A Cure for Ebola? Two New Treatments Prove Highly Effective in Congo
In a development that transforms the fight against Ebola, two experimental treatments are working so well that they will now be offered to all patients in the Democratic Republic of Congo, scientists announced on Monday. The antibody-based treatments are quite powerful — “Now we can say that 90 percent can come out of treatment cured,” one scientist said — and they raise hopes that the disastrous epidemic in eastern Congo can soon be stopped and future outbreaks more easily contained. Offering patients a real cure “may contribute to them feeling more comfortable about seeking care early,” said Dr. Anthony S. Fauci, director of the National Institute of Allergy and Infectious Diseases, who joined the World Health Organization and the Congolese government in making the announcement. Via The New York Times.

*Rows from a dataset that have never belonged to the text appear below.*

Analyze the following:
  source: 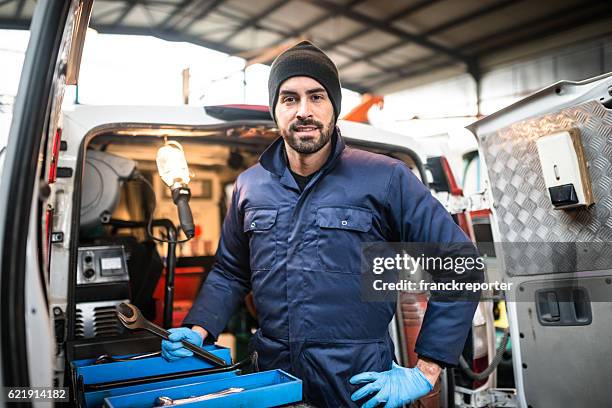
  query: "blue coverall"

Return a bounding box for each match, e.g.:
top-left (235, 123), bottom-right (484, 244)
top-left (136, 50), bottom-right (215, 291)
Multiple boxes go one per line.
top-left (183, 131), bottom-right (477, 407)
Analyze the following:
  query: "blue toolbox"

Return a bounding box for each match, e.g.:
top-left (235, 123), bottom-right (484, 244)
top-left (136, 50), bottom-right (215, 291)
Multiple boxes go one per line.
top-left (70, 346), bottom-right (234, 408)
top-left (104, 370), bottom-right (302, 408)
top-left (70, 346), bottom-right (302, 408)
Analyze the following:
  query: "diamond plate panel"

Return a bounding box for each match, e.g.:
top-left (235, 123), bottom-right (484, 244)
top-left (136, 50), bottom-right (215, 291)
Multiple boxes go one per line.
top-left (480, 101), bottom-right (612, 276)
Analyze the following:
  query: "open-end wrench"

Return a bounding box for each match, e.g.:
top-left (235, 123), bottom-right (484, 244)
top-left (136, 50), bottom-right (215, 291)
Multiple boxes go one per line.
top-left (117, 303), bottom-right (227, 367)
top-left (154, 387), bottom-right (244, 407)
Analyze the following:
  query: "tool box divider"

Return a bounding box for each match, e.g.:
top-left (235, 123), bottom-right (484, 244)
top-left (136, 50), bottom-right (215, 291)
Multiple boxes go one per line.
top-left (105, 370), bottom-right (302, 408)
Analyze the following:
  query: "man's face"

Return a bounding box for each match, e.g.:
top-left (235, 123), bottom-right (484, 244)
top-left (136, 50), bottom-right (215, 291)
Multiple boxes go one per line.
top-left (274, 76), bottom-right (335, 154)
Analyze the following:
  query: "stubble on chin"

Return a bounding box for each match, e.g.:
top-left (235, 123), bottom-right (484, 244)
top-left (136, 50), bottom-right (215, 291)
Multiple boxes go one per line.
top-left (281, 121), bottom-right (334, 154)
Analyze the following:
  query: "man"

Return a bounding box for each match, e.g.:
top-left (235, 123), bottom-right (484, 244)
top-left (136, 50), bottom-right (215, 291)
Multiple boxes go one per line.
top-left (162, 41), bottom-right (477, 407)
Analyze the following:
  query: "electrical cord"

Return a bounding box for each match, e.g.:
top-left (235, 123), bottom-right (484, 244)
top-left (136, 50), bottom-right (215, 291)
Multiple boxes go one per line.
top-left (134, 171), bottom-right (191, 244)
top-left (459, 327), bottom-right (510, 381)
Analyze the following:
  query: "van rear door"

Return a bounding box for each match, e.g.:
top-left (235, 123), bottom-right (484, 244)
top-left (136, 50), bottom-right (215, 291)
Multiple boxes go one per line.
top-left (0, 0), bottom-right (93, 387)
top-left (469, 73), bottom-right (612, 408)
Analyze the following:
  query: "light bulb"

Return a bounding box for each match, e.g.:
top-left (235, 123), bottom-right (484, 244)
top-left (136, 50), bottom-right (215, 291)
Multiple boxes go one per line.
top-left (155, 141), bottom-right (189, 189)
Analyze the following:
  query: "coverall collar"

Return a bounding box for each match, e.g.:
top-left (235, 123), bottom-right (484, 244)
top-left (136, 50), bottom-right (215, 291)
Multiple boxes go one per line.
top-left (259, 126), bottom-right (345, 177)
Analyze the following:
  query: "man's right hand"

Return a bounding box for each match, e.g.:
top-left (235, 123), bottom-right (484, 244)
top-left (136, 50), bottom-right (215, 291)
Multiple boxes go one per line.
top-left (162, 326), bottom-right (208, 361)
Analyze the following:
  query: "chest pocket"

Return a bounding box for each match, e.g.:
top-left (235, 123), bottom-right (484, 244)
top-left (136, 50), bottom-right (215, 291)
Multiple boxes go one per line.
top-left (243, 208), bottom-right (278, 271)
top-left (317, 207), bottom-right (372, 274)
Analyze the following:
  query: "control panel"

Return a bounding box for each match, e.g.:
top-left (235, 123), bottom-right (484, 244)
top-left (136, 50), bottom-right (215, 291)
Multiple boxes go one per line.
top-left (77, 245), bottom-right (129, 285)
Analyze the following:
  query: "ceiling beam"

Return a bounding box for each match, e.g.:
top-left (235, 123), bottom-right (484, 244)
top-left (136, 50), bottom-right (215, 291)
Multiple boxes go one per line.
top-left (321, 0), bottom-right (441, 52)
top-left (308, 0), bottom-right (468, 63)
top-left (180, 0), bottom-right (224, 31)
top-left (15, 0), bottom-right (26, 18)
top-left (113, 0), bottom-right (139, 25)
top-left (270, 0), bottom-right (366, 47)
top-left (221, 0), bottom-right (287, 42)
top-left (338, 0), bottom-right (521, 69)
top-left (157, 0), bottom-right (194, 28)
top-left (474, 3), bottom-right (612, 58)
top-left (91, 22), bottom-right (241, 55)
top-left (423, 0), bottom-right (522, 37)
top-left (369, 0), bottom-right (611, 88)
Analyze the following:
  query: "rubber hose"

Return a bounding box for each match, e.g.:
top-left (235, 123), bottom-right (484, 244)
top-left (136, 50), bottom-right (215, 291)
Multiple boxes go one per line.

New Antibiotic Approved for Drug-Resistant Tuberculosis
The Food and Drug Administration on Wednesday approved a new drug for highly drug-resistant tuberculosis, the world’s leading infectious cause of death. Tuberculosis kills 1.6 million people a year, about 500,000 of whom suffer from drug-resistant strains of the disease. The antibiotic, called pretomanid, was developed by a nonprofit group called TB Alliance at a time when few companies are investing in the expensive and unprofitable endeavor of creating next-generation antibiotics. Some researchers hope TB Alliance can serve as a model for antibiotic drug development as health authorities warn about the growing danger of drug-resistant infections. The United Nations has projected such infections could cause 10 million deaths each year by 2050 if nothing is done. Via The Washington Post.
Mayo Clinic News
Anxiety Complicates Life for Dementia Patients — and Their Caregivers
Ronald Petersen, director of the Mayo Clinic’s Alzheimer’s disease Research Center, recommends playing a person’s favorite music and using other behavioral approaches to distract them. He also advises against trying to convince a person with dementia that they’re worrying about something that isn’t real. Opt for distraction over confrontation, he said. Use “therapeutic fibs,” Petersen said. “It’s calming. You’re not deceiving anybody. The person cannot process the information, so you just go along with it. Don’t elevate the tension state with argument.” Medication is a last resort when other efforts have failed or the person is in danger because of their symptoms, he said.Via The Wall Street Journal.
Investigating Personalized Nutrition for Sleep Disorders
Personalized nutrition company Viome and the Mayo Clinic are collaborating to better understand the role of nutrition in disease and to explore the potential of Viome’s artificial intelligence (AI)-driven personalized diets in helping manage sleep disorders such as sleep apnea and obesity. he study will focus on measures of obesity (including body fat percent), metabolism (HbA1c), and sleep. The teams will leverage Mayo Clinic’s medical expertise and Viome’s proprietary microbiome analysis platform. Together, they will enable a better understanding of how nutrition affects chronic diseases and explore the effectiveness of personalized nutrition as a strategy to help in treatment, and possibly even prevention, of these diseases. Via Sleep Review.